He’d always, in fact, been amused by Max. He’d been much kinder, if Edie was honest with herself, about Vivien’s feelings for Max than her sister had ever been able to be. When Max had appeared once in a camel-hair overcoat, Russell had been much more good-natured about it than Edie had been. He let her make jokes about second-hand car dealers but he didn’t join in. He was of the opinion that if this liaison had ever made Vivien
happy then that was all that was necessary to know. Sometimes Edie had admired this forbearance; sometimes it had driven her nuts.
She reached out a hand and touched one of his.
‘Russ’.
He didn’t open his eyes. ‘Mmm,’ he said. ‘Are you awake?’
‘Mmm’.
‘I think the boys are—’ He said, ‘Nothing to do with us’. ‘Probably Matt’s thinking about Ruth and Lazlo’s thinking about Osvald’.
‘Probably’.
She took hold of the hand she had touched. ‘Vivien rang today’.
‘Mmm’.
‘She’s started it all up again with Max’. Russell opened his eyes.
‘Has she?’
‘Yes. Big time. Dates and flowers and promises it’ll all be different’.
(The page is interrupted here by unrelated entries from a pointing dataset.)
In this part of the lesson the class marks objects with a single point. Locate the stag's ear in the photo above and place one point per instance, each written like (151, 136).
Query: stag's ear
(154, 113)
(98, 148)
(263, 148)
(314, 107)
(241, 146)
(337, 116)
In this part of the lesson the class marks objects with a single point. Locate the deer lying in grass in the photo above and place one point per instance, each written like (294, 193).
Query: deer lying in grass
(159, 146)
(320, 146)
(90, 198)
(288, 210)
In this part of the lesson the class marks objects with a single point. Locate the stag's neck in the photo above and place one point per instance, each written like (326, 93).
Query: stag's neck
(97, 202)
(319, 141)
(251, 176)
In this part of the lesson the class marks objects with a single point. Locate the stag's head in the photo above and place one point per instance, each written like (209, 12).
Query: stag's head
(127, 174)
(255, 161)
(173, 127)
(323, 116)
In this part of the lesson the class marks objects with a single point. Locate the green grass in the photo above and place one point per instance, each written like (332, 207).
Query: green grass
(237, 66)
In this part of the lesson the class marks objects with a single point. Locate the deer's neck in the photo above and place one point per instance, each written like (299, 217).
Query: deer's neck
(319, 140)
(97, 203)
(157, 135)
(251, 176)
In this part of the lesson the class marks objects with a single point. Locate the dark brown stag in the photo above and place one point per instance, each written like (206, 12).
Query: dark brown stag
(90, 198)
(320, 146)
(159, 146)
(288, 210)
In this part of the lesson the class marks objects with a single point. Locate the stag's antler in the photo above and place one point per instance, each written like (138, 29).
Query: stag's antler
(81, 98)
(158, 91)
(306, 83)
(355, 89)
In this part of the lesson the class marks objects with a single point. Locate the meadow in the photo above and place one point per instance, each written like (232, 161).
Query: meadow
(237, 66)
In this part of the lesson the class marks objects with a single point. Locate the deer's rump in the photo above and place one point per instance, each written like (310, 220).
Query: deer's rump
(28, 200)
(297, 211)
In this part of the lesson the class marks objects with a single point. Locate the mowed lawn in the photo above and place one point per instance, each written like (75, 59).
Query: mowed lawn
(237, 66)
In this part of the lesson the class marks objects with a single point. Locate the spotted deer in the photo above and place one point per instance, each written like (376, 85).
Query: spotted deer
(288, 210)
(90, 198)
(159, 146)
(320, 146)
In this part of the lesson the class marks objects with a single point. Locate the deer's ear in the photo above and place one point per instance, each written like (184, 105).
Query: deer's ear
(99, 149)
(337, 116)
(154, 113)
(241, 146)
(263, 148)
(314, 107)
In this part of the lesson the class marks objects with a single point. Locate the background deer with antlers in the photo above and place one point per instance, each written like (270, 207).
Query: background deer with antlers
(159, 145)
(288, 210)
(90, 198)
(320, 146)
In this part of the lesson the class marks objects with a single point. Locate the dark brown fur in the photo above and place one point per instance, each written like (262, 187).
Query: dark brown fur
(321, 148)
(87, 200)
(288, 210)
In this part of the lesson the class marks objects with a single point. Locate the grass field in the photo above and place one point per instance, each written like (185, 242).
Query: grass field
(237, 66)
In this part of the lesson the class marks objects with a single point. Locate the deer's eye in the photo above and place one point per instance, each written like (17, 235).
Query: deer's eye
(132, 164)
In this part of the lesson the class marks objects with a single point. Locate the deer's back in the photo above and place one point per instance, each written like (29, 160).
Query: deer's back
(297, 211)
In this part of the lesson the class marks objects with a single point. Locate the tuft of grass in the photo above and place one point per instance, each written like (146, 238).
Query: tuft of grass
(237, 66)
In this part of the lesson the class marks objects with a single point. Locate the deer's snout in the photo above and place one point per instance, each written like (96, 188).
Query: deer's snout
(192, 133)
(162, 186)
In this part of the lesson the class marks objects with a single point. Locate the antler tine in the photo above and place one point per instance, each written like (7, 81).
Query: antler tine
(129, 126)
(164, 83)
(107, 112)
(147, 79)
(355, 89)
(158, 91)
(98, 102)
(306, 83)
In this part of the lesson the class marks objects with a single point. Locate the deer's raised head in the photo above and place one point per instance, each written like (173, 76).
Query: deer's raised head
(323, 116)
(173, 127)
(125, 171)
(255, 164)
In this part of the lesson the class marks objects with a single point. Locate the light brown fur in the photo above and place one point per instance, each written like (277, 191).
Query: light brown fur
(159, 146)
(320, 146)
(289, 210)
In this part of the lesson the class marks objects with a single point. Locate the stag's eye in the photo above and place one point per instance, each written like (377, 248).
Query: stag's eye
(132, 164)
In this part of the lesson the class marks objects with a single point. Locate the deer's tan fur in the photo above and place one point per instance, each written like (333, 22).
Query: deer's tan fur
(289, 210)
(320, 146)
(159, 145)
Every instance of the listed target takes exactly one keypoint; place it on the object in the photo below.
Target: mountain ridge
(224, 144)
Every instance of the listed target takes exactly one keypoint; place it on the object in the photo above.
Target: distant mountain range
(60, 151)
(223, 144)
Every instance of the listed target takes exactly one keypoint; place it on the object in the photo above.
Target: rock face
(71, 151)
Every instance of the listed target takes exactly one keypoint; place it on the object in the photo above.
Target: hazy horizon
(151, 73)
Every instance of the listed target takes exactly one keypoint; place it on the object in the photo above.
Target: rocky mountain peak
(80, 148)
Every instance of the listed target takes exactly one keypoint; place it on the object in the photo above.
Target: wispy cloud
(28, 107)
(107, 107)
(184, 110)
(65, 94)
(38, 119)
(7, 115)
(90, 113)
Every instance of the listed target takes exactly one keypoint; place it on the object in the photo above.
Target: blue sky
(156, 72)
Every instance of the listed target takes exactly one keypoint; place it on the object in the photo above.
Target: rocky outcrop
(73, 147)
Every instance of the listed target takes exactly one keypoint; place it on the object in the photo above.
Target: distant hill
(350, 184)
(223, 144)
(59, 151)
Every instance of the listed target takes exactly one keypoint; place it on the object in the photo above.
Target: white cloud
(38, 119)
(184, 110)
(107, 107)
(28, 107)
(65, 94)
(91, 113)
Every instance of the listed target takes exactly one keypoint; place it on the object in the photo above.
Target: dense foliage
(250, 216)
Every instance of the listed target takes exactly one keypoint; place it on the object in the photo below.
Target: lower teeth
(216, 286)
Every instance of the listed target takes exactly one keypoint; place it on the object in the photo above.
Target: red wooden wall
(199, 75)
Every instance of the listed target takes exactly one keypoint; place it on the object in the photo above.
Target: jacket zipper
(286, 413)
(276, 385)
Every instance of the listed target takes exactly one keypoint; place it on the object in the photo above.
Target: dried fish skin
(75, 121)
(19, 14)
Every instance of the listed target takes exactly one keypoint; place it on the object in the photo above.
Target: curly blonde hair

‘Well, perhaps it will’. ‘You know Max—’
Russell gave a small yawn. He squeezed Edie’s hand and then extracted his own and tucked it under his shoulder. He closed his eyes again.
He said, ‘Maybe he’s changed’.
‘That’s what she says’.
‘Maybe she’s right’.
‘Well, I do hope so,’ Edie said, ‘because she’s letting him move back in again’. Russell opened one eye. ‘Good luck to her’.
Edie moved her face an inch or two closer to Russell’s. ‘She’s staying in her cottage. She says that’s what she wants. Max is coming to live with her’.
‘Yes’.
‘Russell.
Listen
. Vivien’s cottage is where Rosa is living. Rosa is living in Vivien’s spare bedroom’.
Russell opened both eyes and lifted his head from the pillow.
‘Oh my God—’
‘She’s there now,’ Edie said. ‘She’s had supper with Vivien because Vivien was cooking something special in a really weaselly Vivien-ish way before telling her she was throwing her out’.
Russell gave a groan and turned over on to his back. Edie could see that he was staring straight up at the ceiling.
‘I just keep thinking about her,’ Edie said. ‘I keep picturing her lying in bed there, with Vivi all excited and starry-eyed through the wall, wondering what on earth she’s going to do now, where she’s going to go, how she’s going to tell us that yet another thing has gone wrong’.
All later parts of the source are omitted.